Much has happened since Santigold last appeared in Los Angeles in 2009, when she shared a bill with Raphael Saadiq and Femi Kuti at the Hollywood Bowl and stole the show. Songs from her hook-laden debut album, “Santogold” (she changed her name slightly), seemed to be popping up everywhere, including commercials for Ford and Budweiser, while associations with the likes of Jay-Z, Kanye West, Bjork and Azealia Banks lent her cred with the old and new world orders, and her dynamic set on the main stage at Coachella in April suggested that she had fully arrived. Oh, and then there’s the long-awaited new album, “Master of My Make-Believe,” which debuted at No. 21 on the Billboard 200 chart and has sold 35,000 units since its May 1 release.
Given the modest numbers, it’s no wonder the Brooklyn-based, Wesleyan-educated singer-songwriter, aka Santi White, expressed surprise when fans were singing along to the new record at Club Nokia on Friday night. “It makes me so happy,” she said. The modesty is part of Santigold’s charm, but her new album is anything but, filled as it is with anthems about self-empowerment, fame and rebellion, with the cover art depicting the singer-songwriter as empress, soldier and sexpot.
“People want my power / and they want my station / stormed my winter palace / but they couldn’t take it…,” she sings in “Go!,” which opens the new album and kicked off this show. As many critics have pointed out, the song’s martial cadences sound like a call to arms. But Santigold’s multi-culti mix of agit pop, ’80s new wave, dance hall, dub step and speed rap are more like a call to get up and groove, and that’s what the capacity audience did throughout the 80-minute set.

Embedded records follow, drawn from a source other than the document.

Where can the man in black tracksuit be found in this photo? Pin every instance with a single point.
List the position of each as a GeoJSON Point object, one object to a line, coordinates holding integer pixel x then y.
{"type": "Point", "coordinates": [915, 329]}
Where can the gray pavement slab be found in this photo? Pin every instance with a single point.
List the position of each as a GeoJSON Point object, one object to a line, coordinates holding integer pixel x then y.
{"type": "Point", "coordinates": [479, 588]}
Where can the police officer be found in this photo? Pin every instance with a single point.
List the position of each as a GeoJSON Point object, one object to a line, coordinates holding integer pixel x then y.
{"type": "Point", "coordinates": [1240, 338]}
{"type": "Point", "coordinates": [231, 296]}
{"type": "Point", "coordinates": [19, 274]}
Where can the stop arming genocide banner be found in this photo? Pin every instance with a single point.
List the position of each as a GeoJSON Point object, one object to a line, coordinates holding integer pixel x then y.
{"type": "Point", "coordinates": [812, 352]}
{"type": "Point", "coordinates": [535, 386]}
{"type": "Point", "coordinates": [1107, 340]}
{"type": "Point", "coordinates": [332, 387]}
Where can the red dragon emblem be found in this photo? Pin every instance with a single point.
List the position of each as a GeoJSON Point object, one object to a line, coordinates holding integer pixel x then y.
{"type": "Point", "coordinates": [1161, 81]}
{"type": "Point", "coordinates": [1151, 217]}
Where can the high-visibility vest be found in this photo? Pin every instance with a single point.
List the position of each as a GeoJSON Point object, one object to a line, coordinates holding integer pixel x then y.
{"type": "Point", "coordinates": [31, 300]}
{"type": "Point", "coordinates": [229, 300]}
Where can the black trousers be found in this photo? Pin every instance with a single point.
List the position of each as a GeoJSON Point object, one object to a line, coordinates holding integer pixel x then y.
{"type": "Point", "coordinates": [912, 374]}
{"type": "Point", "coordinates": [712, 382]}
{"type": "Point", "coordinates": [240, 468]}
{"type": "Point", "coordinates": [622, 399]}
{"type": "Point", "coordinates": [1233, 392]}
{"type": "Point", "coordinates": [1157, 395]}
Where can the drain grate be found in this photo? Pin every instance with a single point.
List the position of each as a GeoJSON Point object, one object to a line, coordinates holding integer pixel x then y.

If Santigold seems to be exhibiting a tad bit of insecurity about the new material — after that first tune, she segued immediately to “L.E.S. Artists” and “Lights Out” from her first album — it’s understandable. “Master of My Make Believe” takes some getting used to, but each listening adds depth and insight, and the tunes become less in your face, with the heavy percussion-and-bass foundations, and more empathetic. “You can make it alone if you try,” she sings in “God From the Machine,” a shout-out to all those freaks with whom she identifies, not unlike Lady Gaga’s little monsters.
Santigold eventually covered much of “Master of My Make Believe” in the show, with her two backup dancers an important theatrical component — their precision falling somewhere between possessed marionettes and the robotic moves of Devo, which she has cited as her favorite band. With the exception of those two dancers, the presentation was fairly minimalist, with a drummer, bassist and keyboardist summoning up samples to fortify Santigold’s muscular grooves.
Santigold’s album sales might suggest slightly more than a cult following, but the power of her music and the respect of her peers suggests something more pervasive. That she’s such a chameleon might make her tougher to market, but that only adds to her mesmerizing appeal.